No Longer a Leader

Other Companies Tried – and Failed – to Keep Leader Tractor Rolling

| October 2005

  • The Leader crawler shown here is an 18-36 model built by Dayton-Dick Co.
    The Leader crawler shown here is an 18-36 model built by Dayton-Dick Co. of Quincy, Ill., starting in 1919. It was rated for four 14-inch bottom plows and could run on gasoline, naphtha, alcohol, kerosene or distillate.
  • Leader tractor, 16-32 Model N
    A lack of records makes it difficult to determine whether a particular Leader tractor, like this 16-32 Model N, was made by one company "like Dayton-Dick" or its successor, Dayton-Dowd. The Model N appears to have been made by both.
  • Huber
    Though the resemblance between the Rex 12-25 and this Huber Super Four tractor isn't as strong as between the Rex and the Huber Light Four, it's still pretty similar, especially with the large front wheels.
  • Leader3
    Leader Tractor Mfg. Co. of Chagrin Falls, Ohio, also manufactured a Leader tractor beginning in 1946, just after World War II. It doesn't appear the earlier company of the same name and this one were connected, but there is too little information to tell. This particular machine belongs to Delvan Heemstra of Cass Lake, Minn.
  • Dayton-Dick
    At the same time Dayton-Dick Co. was manufacturing their crawler series, they were also making the Leader 12-18, shown above. The drive wheels were 48 inches in diameter and 12 inches wide.
  • Ohio Tractor
    File photo of a 1906 20 HP Leader steam tractor (no. 1474) built by the Ohio Tractor Mfg. Co. in Marion, Ohio, and owned by Tom Spires of Lancaster, Ohio.
  • 1947 Leader
    File photo from November 1990 showing a 1947 Leader owned by Glenn Mitchell. If you look at the wheels on this machine as opposed to Delvan Heemstra's machine, you will see significant differences between the two. The wheels on this tractor are believed to be original equipment.

  • The Leader crawler shown here is an 18-36 model built by Dayton-Dick Co.
  • Leader tractor, 16-32 Model N
  • Huber
  • Leader3
  • Dayton-Dick
  • Ohio Tractor
  • 1947 Leader

The story of Leader tractors begins in 1912 and, like the history of many U.S. tractor companies, meanders through several different tractor names and companies, until its final builder, Dayton-Dowd Co., vanished in the mid-1920s.  

The first precursor to the Leader tractor was the 4,800-pound, $1,250 Midland tractor built in 1912. Only one fuzzy picture of the Midland exists, taken from the rear as the tractor pulled a pair of plows in heavy sod. It is difficult to tell which, if any, of the design characteristics of the Midland may have been carried over to subsequent tractors.

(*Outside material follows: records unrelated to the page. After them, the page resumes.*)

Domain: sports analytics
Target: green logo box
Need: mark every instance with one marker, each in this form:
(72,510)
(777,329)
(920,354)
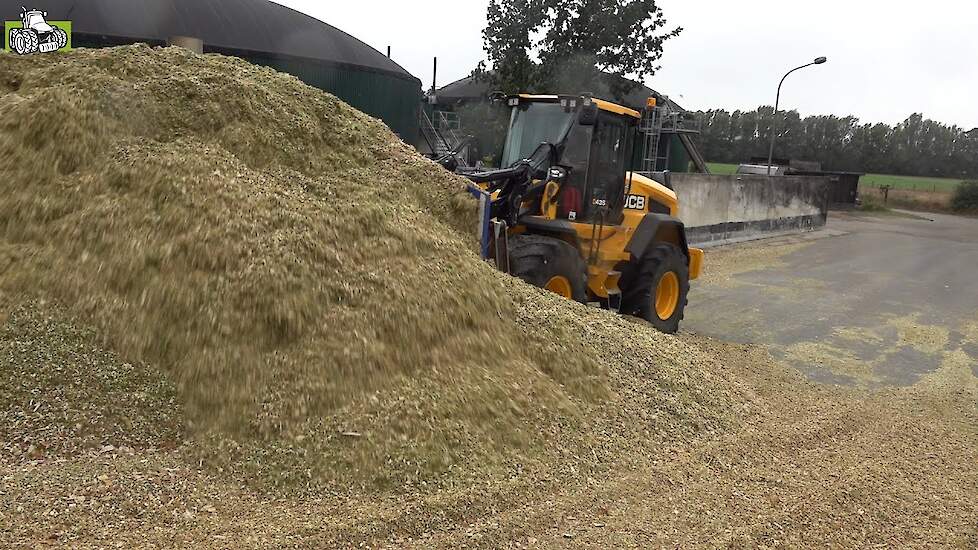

A year later, in 1913, Leader Engine Co. of Grand Rapids, Mich., which had been manufacturing engines for the Midland, bought out the Midland tractor. That same year, the Leader Gas Engine Co. was organized in Grand Rapids, combining Sinz-Wallin (a gas engine company), Midland Tractor Co., and, though it's unclear, most likely Leader Engine Co. as well, as it disappeared. Leader Gas Engine Co. then moved to Detroit and built 75 tractors in 1914.

Leader Steam Engines

Showing how intertwined things can sometimes get, Marion Mfg. Co. of Marion, Ohio, manufactured Leader steam traction engines at least as early as 1895, so it seems likely that Leader Tractor Mfg. Co., which started in Marion as Ohio Tractor Mfg. Co. (which built only very large tractors), took its name from the Leader steam traction engines.



Marion Mfg. Co. made Leader steam engines in sizes from at least 16-25 HP, as well as a 10-ton Leader steam road roller, sawmill machinery and the Leader Jr. separator.

In 1915 the odyssey continued, as Leader Gas Engine Co. moved to Quincy, Ill., and along with Dayton Foundry & Machine Co. and Hayton Pump Co., consolidated into Dayton-Dick Co., which had been building Leader tractors. Referring to Dayton-Dick Co., P.S. Rose concisely noted “Leader tractor on market in 1913” in his Report on Tractor Companies Made (In) 1915.